Как всегда у нас, хотели, как лучше, – поднять престиж сверхсрочников, сделать их «почти» офицерами. По-моему, для таких старшин, каким был Виталь Демьяныч Алексеев, это обернулось некоторым унижением. Даже чисто лексически – невольно уважительное «товарищ старшина» превратилось в невольно насмешливое для сорокапятилетнего человека «товарищ прапорщик», то есть, между прочим, если перевести на современный русский язык, «товарищ знаменосец».
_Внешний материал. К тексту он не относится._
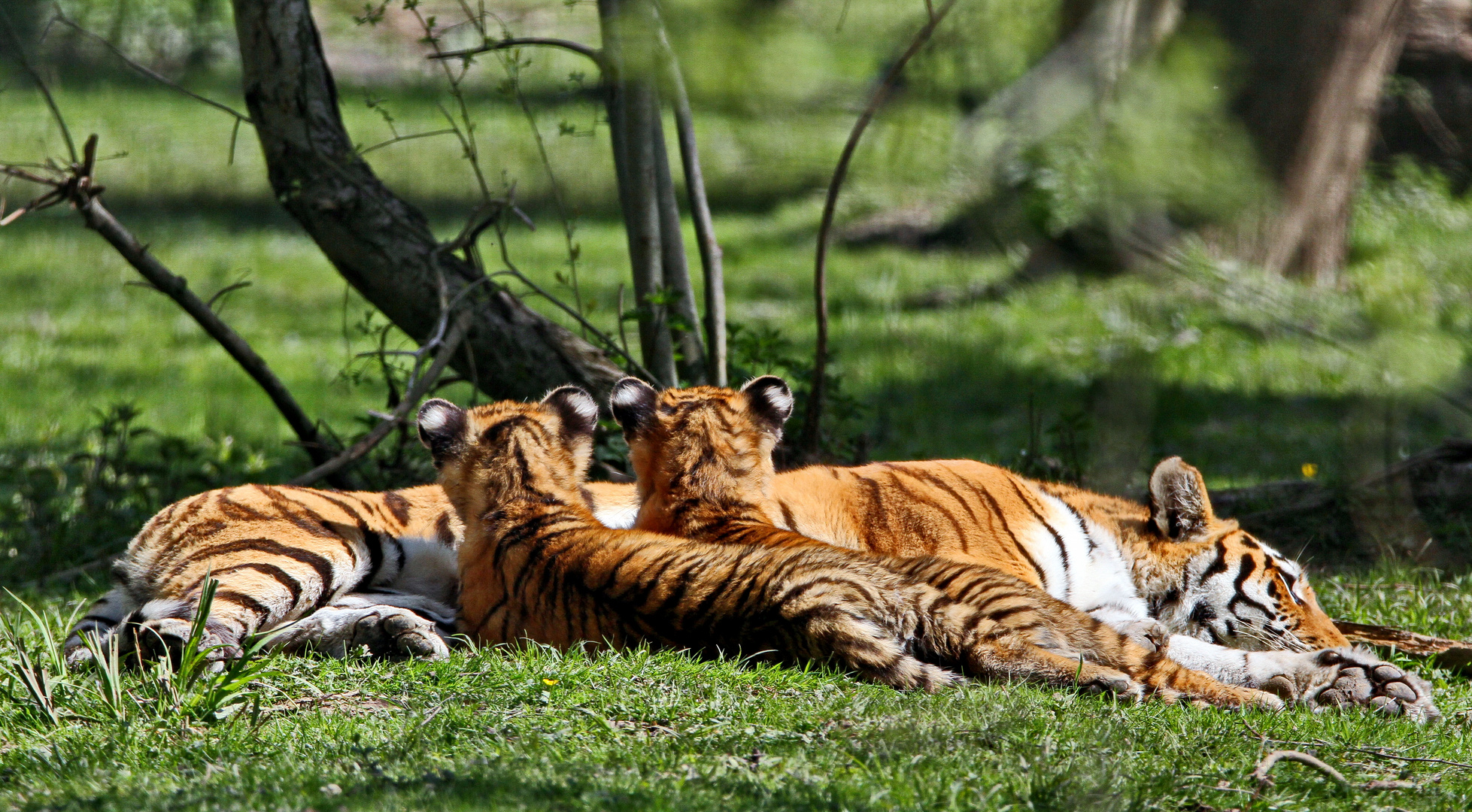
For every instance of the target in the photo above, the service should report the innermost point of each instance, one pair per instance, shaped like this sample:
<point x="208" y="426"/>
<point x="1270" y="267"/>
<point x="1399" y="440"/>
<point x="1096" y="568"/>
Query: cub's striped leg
<point x="103" y="620"/>
<point x="386" y="624"/>
<point x="1012" y="630"/>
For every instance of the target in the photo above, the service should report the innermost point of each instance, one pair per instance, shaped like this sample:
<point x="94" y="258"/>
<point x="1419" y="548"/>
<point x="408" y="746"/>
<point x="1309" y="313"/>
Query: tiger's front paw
<point x="1150" y="635"/>
<point x="1362" y="678"/>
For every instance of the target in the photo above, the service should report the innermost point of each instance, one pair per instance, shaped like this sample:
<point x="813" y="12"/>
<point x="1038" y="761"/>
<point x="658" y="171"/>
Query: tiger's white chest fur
<point x="1082" y="564"/>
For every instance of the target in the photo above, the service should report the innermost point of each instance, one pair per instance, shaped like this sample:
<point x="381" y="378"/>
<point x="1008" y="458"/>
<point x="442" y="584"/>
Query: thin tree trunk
<point x="701" y="217"/>
<point x="686" y="335"/>
<point x="633" y="112"/>
<point x="377" y="241"/>
<point x="1319" y="183"/>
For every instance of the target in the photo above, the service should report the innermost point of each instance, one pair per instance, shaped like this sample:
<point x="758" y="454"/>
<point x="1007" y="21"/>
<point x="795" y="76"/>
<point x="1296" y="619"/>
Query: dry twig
<point x="74" y="186"/>
<point x="812" y="436"/>
<point x="1270" y="761"/>
<point x="446" y="344"/>
<point x="518" y="41"/>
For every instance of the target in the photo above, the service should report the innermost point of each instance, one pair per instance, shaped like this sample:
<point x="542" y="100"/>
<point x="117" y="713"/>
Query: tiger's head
<point x="701" y="447"/>
<point x="1218" y="583"/>
<point x="492" y="453"/>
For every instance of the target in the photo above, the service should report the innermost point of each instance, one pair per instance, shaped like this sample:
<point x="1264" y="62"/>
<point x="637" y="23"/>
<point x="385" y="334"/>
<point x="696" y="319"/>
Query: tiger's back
<point x="283" y="553"/>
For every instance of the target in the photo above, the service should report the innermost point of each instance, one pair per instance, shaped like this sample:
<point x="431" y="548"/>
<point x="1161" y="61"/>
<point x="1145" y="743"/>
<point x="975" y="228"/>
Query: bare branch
<point x="511" y="271"/>
<point x="396" y="138"/>
<point x="153" y="75"/>
<point x="40" y="84"/>
<point x="700" y="212"/>
<point x="446" y="347"/>
<point x="812" y="436"/>
<point x="102" y="221"/>
<point x="518" y="41"/>
<point x="1270" y="761"/>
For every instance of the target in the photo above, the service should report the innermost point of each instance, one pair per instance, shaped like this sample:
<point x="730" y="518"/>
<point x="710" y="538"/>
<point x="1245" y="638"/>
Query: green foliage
<point x="1164" y="143"/>
<point x="77" y="498"/>
<point x="111" y="690"/>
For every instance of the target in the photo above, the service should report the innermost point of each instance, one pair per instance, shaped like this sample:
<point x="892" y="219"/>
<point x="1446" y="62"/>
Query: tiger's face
<point x="490" y="453"/>
<point x="1222" y="584"/>
<point x="701" y="444"/>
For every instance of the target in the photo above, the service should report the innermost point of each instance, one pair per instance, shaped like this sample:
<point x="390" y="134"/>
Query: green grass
<point x="638" y="730"/>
Виталь Демьяныч был добр и слабохарактерен. Эти качества совсем не свойственны должности старшины, а вот поди ж ты!.. Я не помню ни одного случая, чтобы он объявил кому-нибудь хоть один наряд вне очереди. Когда он сердился на беспорядок, он обычно начинал теребить себя указательным пальцем за левое ухо, словно тренькая на струне балалайки, и бормотать:
- Алёши все, Алёши!..
Откуда взялась такая привычка, неизвестно, но привычка была устойчивой. Правда, она никого не пугала. Мы просто старались его не очень сильно огорчать.
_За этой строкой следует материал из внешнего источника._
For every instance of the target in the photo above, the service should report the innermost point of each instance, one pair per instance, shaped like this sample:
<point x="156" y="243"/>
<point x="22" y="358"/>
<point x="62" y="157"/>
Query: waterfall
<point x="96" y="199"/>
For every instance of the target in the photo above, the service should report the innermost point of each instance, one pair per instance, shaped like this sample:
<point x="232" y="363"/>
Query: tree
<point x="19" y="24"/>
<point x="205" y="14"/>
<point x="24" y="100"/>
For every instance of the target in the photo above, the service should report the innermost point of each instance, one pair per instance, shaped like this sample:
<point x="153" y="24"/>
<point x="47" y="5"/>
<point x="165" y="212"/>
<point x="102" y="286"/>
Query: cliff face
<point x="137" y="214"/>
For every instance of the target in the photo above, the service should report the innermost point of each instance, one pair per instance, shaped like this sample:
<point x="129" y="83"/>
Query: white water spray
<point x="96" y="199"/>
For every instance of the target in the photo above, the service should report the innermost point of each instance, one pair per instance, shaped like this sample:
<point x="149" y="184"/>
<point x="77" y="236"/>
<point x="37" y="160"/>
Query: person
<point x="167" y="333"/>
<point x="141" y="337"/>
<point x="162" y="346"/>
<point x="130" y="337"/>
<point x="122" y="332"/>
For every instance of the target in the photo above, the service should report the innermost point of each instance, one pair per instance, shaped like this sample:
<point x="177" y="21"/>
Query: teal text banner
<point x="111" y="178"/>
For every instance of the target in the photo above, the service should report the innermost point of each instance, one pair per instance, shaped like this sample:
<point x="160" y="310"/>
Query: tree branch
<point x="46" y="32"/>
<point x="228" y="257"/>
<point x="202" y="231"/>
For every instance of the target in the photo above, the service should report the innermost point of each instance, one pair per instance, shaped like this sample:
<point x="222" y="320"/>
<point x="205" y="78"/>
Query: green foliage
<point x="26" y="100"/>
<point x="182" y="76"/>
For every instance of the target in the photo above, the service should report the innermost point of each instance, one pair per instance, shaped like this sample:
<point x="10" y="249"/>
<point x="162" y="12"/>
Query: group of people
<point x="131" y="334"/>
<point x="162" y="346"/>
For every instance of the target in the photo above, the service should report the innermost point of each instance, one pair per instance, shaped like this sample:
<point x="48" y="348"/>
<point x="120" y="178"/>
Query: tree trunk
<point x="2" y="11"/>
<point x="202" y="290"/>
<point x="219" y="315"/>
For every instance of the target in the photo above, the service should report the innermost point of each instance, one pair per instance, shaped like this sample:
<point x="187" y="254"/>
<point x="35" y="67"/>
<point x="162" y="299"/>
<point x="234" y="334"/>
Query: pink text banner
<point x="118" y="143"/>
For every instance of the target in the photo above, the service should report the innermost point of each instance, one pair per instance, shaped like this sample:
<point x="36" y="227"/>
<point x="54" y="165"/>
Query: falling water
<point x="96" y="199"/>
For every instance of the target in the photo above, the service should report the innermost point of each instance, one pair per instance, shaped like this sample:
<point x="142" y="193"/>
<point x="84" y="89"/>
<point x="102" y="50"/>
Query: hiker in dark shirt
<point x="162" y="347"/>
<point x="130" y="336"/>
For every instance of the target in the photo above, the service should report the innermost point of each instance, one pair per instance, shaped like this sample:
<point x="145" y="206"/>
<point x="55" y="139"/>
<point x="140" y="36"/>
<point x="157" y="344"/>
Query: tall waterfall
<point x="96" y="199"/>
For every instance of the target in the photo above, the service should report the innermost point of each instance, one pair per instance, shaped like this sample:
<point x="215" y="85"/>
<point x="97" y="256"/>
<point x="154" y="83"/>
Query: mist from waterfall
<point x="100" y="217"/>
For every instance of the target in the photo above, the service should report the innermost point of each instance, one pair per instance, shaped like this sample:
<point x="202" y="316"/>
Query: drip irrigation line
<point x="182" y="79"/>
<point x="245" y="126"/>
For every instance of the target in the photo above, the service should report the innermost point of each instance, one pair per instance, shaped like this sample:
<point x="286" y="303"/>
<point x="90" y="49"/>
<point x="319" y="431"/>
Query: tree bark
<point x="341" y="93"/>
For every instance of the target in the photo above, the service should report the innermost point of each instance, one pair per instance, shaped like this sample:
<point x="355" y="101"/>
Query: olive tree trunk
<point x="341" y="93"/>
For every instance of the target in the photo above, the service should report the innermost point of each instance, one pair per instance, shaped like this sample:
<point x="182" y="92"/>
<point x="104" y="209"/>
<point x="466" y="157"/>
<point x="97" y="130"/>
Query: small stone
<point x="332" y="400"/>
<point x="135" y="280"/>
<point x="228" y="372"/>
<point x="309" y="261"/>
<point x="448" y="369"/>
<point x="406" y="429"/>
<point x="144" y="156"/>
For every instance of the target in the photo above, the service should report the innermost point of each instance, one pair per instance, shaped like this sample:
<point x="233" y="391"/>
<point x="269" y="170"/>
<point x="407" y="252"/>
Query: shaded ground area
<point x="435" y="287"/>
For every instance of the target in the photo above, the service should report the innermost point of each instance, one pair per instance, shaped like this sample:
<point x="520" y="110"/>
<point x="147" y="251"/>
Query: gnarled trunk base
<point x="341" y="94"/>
А слабохарактерен Виталь Демьяныч был до того, что абсолютно терялся в присутствии офицеров – как правило, между прочим, более молодых, и уж совсем ему не начальников. Однажды я печатал на машинке под его диктовку «бирочки для шкафчиков» в каптёрке, и в это время в канцелярию заглянул капитан Володзько. Я и не подумал вставать – мало ли офицеров заглядывали ко мне, в канцелярию, по делу и без дела? А Виталий Демьянович принял строевую стойку, попытался отдать честь, сообразил, что без фуражки, окончательно смешался и потерялся. Володзько ушёл, Виталий Демьянович пробормотал:
- Совсем я что-то того… - и не сразу смог вернуться к диктовке «бирочек», вынужден был отдышаться.
Мы любили его. Не вспомню, чтобы кто-то называл его «кусок». Он, между прочим, захватил самый конец войны (был призван в конце сорок четвёртого) и уже подлежал пенсии по выслуге лет – переслуживал. Тогда он казался нам, в общем, стариком, хотя ему было ещё далеко и до пятидесяти.
Интересно, что прапорщика Сороку, старшину соседней группы, ровесника Виталия Демьяновича, тоже пожилого фронтовика, солдатики искренно ненавидели и иначе как «кусярой» за глаза его не называли. Тот был гораздо более хрестоматийным старшиной, вякал, раздавал наряды направо и налево… При этом – не отнять! – все свои старшинские обязанности выполнял предельно чётко. Но всё равно солдаты его ненавидели, и жизнь их была полна. Кстати, я не помню, как его звали по имени-отчеству, а может, никогда и не знал.
А мы своего Виталь Демяьновича любили, и это тоже добавляло полноты в нашу жизнь. И сейчас добавляет. По крайней мере, в мою.
«Возможно ли, что в мире ином можно быть счастливее, чем в этом мире весной?»
А.К.Толстой, из частного письма
Всегда удивлялась, даже во время службы: почему прапорщика всегда зовут "кусок"? Вообще среди сверхсрочников бывают очень даже хорошие люди. Куда лучше кадровых офицеров.